Perdi um irmão que nunca chegou a respirar. Minha mãe sofreu um aborto e, no mesmo dia, foi embora. Deixou um bilhete curto:
— “Eu não aguento mais.”
Não culpo quem foge. Eu só aprendi a não perdoar quem trai. Para mim, fugir e trair sempre estiveram na mesma caixa.
Meu pai entrou fundo no álcool depois disso. A garrafa virou o melhor amigo dele. Um homem que já foi rei começou a sumir na frente dos próprios filhos.
Eu e Adônis paramos de ser meninos naquela época. Passamos a acompanhar reuniões, ouvir códigos, decorar nomes, aprender o mapa de interesses que move cidades inteiras sem aparecer no jornal.
Foi a educação que tivemos. Matemática de sangue, geografia de fronteiras, história contada por quem sobrevive.
Aos dezoito, o destino acabou o serviço. Meu pai morreu numa noite de inverno, de tanto beber e tão pouco querer viver. Não teve drama. O coração parou. O nosso não.
Assumimos no dia seguinte. Não houve tempo para luto. A Rosa Negra não pode cheirar medo. Se cheira, mata.
— A partir de agora, você fala, é o mais velho. — disse Adônis, no corredor, arrumando a gravata como se fosse um ritual de guerra.
— A partir de agora, você atira. — respondi, pondo o paletó.
— Eu sempre atirei, irmão.
— Então atire melhor.
Éramos dois garotos, mas ninguém precisava saber. Na mesa da organização, aprendi a calar. Adônis aprendeu a ver.
Ele virou meu subchefe, o único que pode me contrariar sem perder os dentes. Viaja muito, negocia, fuma charutos caros em terra estrangeira e volta com alianças presas por fios invisíveis. Eu fico. Assino. Ordeno. Cobro.
Somos diferentes e, por isso, perfeitos para o trabalho. Eu sou a parede. Ele é a porta. Quando alguém deve, eu fecho o cerco. Quando alguém hesita, ele abre caminho por dentro.

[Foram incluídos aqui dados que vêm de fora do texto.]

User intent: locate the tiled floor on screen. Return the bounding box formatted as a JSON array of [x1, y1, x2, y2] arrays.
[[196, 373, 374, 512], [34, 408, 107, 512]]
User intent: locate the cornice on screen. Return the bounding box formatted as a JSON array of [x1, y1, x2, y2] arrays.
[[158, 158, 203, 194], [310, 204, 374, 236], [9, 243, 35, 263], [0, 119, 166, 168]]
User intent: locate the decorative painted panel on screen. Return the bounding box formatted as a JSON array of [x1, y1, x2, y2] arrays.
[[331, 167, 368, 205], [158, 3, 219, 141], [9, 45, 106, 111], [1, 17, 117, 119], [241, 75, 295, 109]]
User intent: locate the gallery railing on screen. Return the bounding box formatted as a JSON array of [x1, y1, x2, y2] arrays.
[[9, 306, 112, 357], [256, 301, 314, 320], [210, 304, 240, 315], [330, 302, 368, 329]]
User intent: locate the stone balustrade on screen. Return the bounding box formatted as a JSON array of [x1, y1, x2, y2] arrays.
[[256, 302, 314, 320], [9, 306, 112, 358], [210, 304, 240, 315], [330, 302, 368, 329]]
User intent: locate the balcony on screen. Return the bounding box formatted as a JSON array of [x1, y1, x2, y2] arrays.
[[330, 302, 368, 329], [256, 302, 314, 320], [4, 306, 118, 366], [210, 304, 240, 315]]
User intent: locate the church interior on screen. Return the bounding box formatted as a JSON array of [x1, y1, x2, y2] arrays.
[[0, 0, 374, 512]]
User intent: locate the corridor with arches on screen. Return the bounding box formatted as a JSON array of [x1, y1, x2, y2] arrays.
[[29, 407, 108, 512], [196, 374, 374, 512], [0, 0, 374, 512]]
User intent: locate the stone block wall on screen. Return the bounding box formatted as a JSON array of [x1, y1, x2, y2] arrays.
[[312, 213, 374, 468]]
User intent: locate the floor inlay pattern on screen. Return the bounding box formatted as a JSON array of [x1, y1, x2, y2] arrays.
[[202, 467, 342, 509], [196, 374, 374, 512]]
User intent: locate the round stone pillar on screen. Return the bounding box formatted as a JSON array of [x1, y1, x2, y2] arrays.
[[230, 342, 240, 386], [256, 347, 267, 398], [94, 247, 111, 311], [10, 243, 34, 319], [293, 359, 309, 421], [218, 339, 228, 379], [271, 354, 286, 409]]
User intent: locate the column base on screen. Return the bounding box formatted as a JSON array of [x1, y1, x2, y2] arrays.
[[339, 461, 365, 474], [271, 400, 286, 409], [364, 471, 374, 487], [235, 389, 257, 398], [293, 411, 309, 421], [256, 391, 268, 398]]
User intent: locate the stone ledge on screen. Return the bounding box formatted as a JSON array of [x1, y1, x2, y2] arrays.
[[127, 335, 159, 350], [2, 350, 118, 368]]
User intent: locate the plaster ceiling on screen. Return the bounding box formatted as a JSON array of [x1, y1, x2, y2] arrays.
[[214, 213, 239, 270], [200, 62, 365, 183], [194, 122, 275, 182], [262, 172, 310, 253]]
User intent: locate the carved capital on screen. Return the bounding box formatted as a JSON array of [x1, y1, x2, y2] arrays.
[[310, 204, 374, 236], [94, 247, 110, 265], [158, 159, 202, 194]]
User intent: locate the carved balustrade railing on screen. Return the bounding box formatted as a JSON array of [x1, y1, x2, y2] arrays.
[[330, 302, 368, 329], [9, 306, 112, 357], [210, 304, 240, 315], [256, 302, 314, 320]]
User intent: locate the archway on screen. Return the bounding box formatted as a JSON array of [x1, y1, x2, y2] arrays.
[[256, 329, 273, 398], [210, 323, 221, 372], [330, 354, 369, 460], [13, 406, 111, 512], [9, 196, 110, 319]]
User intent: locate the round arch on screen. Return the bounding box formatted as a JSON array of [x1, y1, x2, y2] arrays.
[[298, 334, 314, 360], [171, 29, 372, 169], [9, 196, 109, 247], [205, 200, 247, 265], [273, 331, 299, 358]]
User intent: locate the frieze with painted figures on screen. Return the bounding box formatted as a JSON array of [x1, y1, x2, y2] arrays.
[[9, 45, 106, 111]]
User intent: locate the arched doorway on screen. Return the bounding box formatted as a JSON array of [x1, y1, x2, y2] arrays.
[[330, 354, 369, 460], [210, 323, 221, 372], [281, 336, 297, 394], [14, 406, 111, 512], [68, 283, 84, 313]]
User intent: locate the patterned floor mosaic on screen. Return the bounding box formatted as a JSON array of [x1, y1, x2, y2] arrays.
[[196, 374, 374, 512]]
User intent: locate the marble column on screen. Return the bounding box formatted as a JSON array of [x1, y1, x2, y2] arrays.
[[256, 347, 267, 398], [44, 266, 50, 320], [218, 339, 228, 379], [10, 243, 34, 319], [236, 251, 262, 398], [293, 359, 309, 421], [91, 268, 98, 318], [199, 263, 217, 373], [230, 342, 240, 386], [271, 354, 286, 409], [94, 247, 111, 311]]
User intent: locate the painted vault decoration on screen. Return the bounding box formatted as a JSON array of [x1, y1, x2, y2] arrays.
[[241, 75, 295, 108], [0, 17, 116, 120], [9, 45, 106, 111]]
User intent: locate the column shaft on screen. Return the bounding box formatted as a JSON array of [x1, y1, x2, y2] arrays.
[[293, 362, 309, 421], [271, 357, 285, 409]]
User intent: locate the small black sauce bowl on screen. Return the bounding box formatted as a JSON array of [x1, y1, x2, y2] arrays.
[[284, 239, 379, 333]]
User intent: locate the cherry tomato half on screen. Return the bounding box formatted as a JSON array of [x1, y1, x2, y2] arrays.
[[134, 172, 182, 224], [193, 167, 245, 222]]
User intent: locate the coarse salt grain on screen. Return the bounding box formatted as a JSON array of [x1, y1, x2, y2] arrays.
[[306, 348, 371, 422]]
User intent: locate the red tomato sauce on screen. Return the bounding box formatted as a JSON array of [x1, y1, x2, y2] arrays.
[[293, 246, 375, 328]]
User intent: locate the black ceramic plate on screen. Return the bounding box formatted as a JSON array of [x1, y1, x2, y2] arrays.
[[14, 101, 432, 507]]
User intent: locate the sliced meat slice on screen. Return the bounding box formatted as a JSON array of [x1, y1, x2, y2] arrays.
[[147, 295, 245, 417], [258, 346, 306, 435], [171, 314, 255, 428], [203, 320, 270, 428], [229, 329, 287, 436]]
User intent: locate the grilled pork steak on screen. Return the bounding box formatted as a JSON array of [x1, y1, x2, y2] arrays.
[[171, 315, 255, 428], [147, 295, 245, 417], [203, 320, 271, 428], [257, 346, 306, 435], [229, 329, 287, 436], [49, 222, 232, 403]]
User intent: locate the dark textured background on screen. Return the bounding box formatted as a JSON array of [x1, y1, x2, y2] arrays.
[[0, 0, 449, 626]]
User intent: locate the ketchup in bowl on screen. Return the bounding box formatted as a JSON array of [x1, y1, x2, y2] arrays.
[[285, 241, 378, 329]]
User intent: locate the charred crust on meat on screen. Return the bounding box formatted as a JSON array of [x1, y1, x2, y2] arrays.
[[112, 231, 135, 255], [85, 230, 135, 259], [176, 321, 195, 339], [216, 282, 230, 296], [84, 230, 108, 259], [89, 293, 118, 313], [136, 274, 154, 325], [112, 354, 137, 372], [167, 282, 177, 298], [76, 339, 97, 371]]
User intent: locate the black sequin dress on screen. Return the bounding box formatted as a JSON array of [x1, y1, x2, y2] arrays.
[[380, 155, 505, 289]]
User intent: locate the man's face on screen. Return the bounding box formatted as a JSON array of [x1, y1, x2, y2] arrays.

Aprendemos cedo que o submundo respeita só duas línguas: dinheiro e medo. Nós falamos as duas com fluência.
Traição não tem segunda chance. Dívida não tem desculpa. Somos frios no que precisa ser frio. Não há poesia em proteger o que você ama quando o que você ama está sentado num trono feito de ameaças. Você faz o que precisa e dorme quando dá.
Somos temidos porque somos simples. Não gritamos, não exibimos, não pedimos aplauso. Mantemos cada coisa no lugar com uma regra: quem julga é o tribunal da máfia, quem executa somos nós. E, se o tribunal hesita, a rua decide, e a rua geralmente concorda conosco.
Então veio a Turquia.
Fechamos um negócio grande lá. Rotas marítimas, contêineres, nomes que nenhum policial com carreira quer pronunciar em público. Adônis foi, como sempre. Parte do trabalho dele é apertar mãos que eu prefiro manter longe.
— Uma semana — disse ele, antes de embarcar — Volto com assinatura e foto de taça.
— Volte com a assinatura. A taça você pode quebrar.
Ele riu. Eu não.
Dois dias depois, a ligação: prisão. Não por algo que fizemos, mas porque um figurão local resolveu mostrar poder no lugar errado. O jogo mudou. Processos, fianças, políticos, advogados que trocam de lado como quem troca de camisa.
Adônis ficou preso. Não por muito tempo, mas o suficiente para a cidade ver fragilidade onde não havia. O suficiente para inimigos sorrirem e aliados cochicharem.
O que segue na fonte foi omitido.